There have been a number of recent reports of lectins isolated from hypocotyl cell walls and the membranes of plasmalemma, Golgi apparatus, endoplasmic reticulum and mitochondria (Kauss & Glaser, 1974; Bowles & Kauss, 1975, 1976; Kauss & Bowles, 1976; Bowles, Schnarrenberger & Kauss, 1976). After isolation these lectins were assayed by their ability to agglutinate trypsinized rabbit erythrocytes and their specificities investigated by inhibition studies. That these can be grouped with classical lectins is suggested by their ability to agglutinate erythrocytes strongly, and by the fact that they are inhibited by non-phenolic glycosides. Indeed the lectin from the inner mitochondrial membrane of Ricinus communis is likely to be identical to the classical castor bean lectin (Bowles et al. 1976).
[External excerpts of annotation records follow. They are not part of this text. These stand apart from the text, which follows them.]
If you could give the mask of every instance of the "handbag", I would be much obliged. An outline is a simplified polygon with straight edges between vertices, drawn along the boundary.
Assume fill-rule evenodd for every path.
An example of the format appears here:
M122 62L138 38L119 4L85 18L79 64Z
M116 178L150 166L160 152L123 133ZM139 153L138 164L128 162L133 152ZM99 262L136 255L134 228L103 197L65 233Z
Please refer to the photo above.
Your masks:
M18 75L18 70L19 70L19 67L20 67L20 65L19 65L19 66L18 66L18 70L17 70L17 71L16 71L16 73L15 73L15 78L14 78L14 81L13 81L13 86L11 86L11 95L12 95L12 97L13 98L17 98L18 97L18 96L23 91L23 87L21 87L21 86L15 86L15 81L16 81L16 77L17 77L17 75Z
It is not yet clear whether the lectins described by these authors as being extractable from isolated plasmalemma exist together with β-lectins on protoplast surfaces. A number of classical lectins have been shown to be able to interact with Yariv antigens of appropriate sugar specificities (Larkin, in preparation). Since the membrane-extracted classical lectins were almost invariably inhibited by α-D-galactosides it was conceivable if they also exist on protoplasts that (α-D-GAL)₃ may cause agglutination. Such agglutination was not observed with (α-D-GAL)₃ nor any other α-glycosyl Yariv antigen (Table 1). It may be that the lectins described by these authors are bound to the membranes by their own binding activity. This possibility was suggested by the fact that the addition of lactose to the extractant greatly improved the yield of activity from R. communis mitochondrial membranes, since lactose is also a strong inhibitor of the lectin (Bowles et al. 1976). If this is the case and these lectins are bound to the protaplast plasmalemma by their own binding sites then obviously, unlike the β -lectins, they would not be able to react with exogenous substrates such as Yariv antigens. Alternatively the lectins described by Bowles & Kauss (1975, 1976) and Kauss & Bowles (1976) may be lost from the protoplasts during the enzyme incubation.
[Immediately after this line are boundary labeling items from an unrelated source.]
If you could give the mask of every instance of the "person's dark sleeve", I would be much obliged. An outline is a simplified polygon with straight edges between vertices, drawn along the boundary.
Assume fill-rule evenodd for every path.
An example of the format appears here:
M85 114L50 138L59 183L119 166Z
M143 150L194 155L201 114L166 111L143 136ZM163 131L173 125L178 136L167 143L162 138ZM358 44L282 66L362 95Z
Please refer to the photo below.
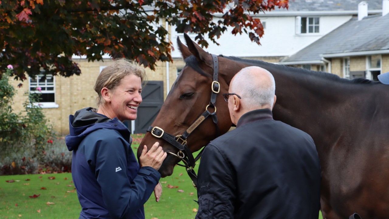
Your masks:
M196 219L233 218L235 187L223 154L216 147L208 145L199 167Z
M161 178L156 170L144 167L130 182L122 141L117 136L107 136L96 143L93 151L85 152L88 162L95 166L95 175L109 215L115 219L128 218L136 212L149 199Z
It remains to be seen whether lectin activities are artifacts of assay or whether they are meaningful representations of the true roles of these molecules. The β -lectins are apparently universally distributed in plants and located at cell surfaces. It is enticing to speculate that they may be part of the recognition systems for pollen compatibility, pathogenicity and symbiosis.

The physiological role may be assumed to involve interactions with phenolic glycosides many of which exist in plant tissues (Harborne, Mabry & Mabry, 1975; Har-borne, 1967; Ribéreau-Gayon, 1972). D-conformation sugars are almost invariably in β -linkage in plant phenolics. Initial investigations with crude phenolic extractions from various plant tissues have shown that some are indeed able to inhibit β -lectin-directed protoplast agglutination.

I wish to thank Professor C. J. Driscoll for valuable discussions and Dr M. A. Jermyn for the samples of Yariv antigens.